Thanks to Sophie Quinton at Stateline, published in Politico 10/25, for a nice feature article about Care Redesign at UCHealth:
And 10/26, in HuffPo!
DENVER — When patients go to see Dr. C.T. Lin for a checkup, they don’t see just Dr. Lin. They see Dr. Lin and Becky.
Becky Peterson, the medical assistant who works with Lin, sits down with patients first and asks them about their symptoms and medical history—questions Lin used to ask. When Lin comes in the room, she stays to take notes and cue up orders for tests and services such as physical therapy. When he leaves, she makes sure the patient understands his instructions.
The division of labor lets Lin stay focused on listening to patients and solving problems. “Now I’m just left with the assessment and the plan—the medical decisions—which is really my job,” Lin says in a quiet moment after seeing a patient at the Denver clinic where he works.
We’ve been trying lots of things in our clinics at UCHealth because there is a national crisis of physician burnout, a national imperative to improve patient satisfaction, a national push towards electronification of healthcare, and a national imperative to improve quality.
We are of course, continuing our work on EHR 2.0 Sprints: see past posts Epic Sprint! Or, how we learned to love the EHR (part 1), Patients come second (so that everyone does better)! Addressing Physician Burnout, EHR Sprint team: work hard, persevere, sometimes you get to build a dream team, and stay tuned for future posts to come.
This is, so far, a separate initiative of improving teamwork, team-based care, returning joy to healthcare work. In short, we:
- Added Medical Assistants to a primary care clinic to invert the usual ratio of 1 MA to 2.5 MD’s, to 2 MA’s per 1 MD.
- Created an MA academy to retrain MA’s to work at the top of their certification (about tripling the usual tasks they do in the care of a patient)
- Added scheduled time BEFORE a physician visit for MA interview and documentation
- Asked the MA to stay in the room and scribe the patient’s history, examination and some parts of the assessment and plan, pend any orders or referrals or prescriptions for the physician
- Asked the MA to retrieve any equipment or education needed by physician
- The MA then completes post-visit tasks, vaccinations, education, after-visit summary printing, reminders, phlebotomy, followup appointments.
- Physicians then move room-to-room as MA’s stay 1 patient ahead
As a result,
- Physician burnout falls from 55% to 13%,
- MA satisfaction and engagement improves,
- Patient satisfaction improves,
- Cost-per-visit DOES NOT CHANGE,
- Access to care improves (more new patients, shorter wait times)
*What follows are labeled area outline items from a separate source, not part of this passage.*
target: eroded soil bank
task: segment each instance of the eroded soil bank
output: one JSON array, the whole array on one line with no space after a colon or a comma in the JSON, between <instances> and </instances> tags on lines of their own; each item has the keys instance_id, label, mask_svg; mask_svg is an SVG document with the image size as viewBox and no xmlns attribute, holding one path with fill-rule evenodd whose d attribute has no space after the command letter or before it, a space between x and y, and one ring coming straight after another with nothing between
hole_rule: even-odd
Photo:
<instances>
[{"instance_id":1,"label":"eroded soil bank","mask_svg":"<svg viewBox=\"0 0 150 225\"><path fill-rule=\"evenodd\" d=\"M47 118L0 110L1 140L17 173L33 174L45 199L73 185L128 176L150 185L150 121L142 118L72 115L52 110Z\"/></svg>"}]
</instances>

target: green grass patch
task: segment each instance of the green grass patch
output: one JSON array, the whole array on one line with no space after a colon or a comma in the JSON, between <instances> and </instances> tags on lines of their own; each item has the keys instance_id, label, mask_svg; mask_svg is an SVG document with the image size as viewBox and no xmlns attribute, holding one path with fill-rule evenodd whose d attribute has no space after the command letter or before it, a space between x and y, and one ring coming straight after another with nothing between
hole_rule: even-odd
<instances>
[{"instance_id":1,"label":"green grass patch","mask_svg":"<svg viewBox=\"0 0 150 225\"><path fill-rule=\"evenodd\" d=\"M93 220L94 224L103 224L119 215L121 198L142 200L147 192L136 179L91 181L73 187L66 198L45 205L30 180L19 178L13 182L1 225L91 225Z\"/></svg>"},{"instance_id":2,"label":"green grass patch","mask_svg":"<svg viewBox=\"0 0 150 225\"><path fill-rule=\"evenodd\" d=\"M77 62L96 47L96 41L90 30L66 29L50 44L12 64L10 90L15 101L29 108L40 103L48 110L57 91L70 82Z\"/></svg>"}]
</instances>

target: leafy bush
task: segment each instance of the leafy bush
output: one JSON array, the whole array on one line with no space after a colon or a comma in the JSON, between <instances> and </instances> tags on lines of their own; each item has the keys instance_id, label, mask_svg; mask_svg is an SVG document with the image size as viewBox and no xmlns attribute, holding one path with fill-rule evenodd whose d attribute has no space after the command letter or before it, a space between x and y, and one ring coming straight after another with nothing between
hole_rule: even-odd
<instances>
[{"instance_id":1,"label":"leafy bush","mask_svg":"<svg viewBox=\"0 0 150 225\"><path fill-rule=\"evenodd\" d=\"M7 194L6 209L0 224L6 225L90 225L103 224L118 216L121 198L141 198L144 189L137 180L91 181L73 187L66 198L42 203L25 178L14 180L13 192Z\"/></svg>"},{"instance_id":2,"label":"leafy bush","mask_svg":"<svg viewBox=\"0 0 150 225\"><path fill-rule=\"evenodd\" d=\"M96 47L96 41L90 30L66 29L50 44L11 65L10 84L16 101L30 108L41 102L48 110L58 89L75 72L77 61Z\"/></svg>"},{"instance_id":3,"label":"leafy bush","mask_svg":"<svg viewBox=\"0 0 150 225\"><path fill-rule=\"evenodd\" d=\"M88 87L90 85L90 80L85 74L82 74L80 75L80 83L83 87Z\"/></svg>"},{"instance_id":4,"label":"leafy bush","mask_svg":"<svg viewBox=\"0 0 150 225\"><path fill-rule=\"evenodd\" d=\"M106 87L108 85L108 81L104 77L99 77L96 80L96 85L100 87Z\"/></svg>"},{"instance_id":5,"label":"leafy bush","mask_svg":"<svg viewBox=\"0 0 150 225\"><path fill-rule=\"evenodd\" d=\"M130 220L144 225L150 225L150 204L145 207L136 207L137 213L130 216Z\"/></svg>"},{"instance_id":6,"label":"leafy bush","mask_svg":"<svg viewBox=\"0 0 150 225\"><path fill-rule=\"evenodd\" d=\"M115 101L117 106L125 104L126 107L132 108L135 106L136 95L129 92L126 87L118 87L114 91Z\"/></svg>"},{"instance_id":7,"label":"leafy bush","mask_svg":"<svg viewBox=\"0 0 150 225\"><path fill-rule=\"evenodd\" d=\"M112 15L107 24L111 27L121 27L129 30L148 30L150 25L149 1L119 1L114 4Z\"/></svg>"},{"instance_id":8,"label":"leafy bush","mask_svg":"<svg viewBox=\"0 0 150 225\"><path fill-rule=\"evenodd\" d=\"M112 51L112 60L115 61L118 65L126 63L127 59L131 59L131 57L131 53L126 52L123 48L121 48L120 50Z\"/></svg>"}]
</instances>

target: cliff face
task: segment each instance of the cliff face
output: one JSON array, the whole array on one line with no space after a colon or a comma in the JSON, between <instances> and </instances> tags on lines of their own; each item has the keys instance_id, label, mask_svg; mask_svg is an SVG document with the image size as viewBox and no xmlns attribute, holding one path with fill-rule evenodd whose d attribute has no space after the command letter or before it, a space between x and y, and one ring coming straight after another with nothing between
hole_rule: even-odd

- Quality metrics improve (non-physicians pay more attention to consistent screening for vaccines, colonoscopy, PAP smears, foot exams, prescription renewals, standard monitoring for chronic illness).
I have to acknowledge the hard work of our Family Medicine colleagues at AF Williams Stapleton Family Medicine and the Snow Mesa Poudre Valley Internists clinics in the University of Colorado “UCHealth” system, who pioneered this work, based off of the Care by Design model from Utah. Thank you to those who blazed a trail.
CMIO’s Take? What’s not to like? Despite “who moved my cheese” change-management issues, we’re finding that we run out of qualified MA candidates, we are hiring so many. Is this the doctor of the future? Team-based Healthcare of the future? Was healthcare supposed to be a team-sport from the beginning? It is one vision, and a darned good one so far.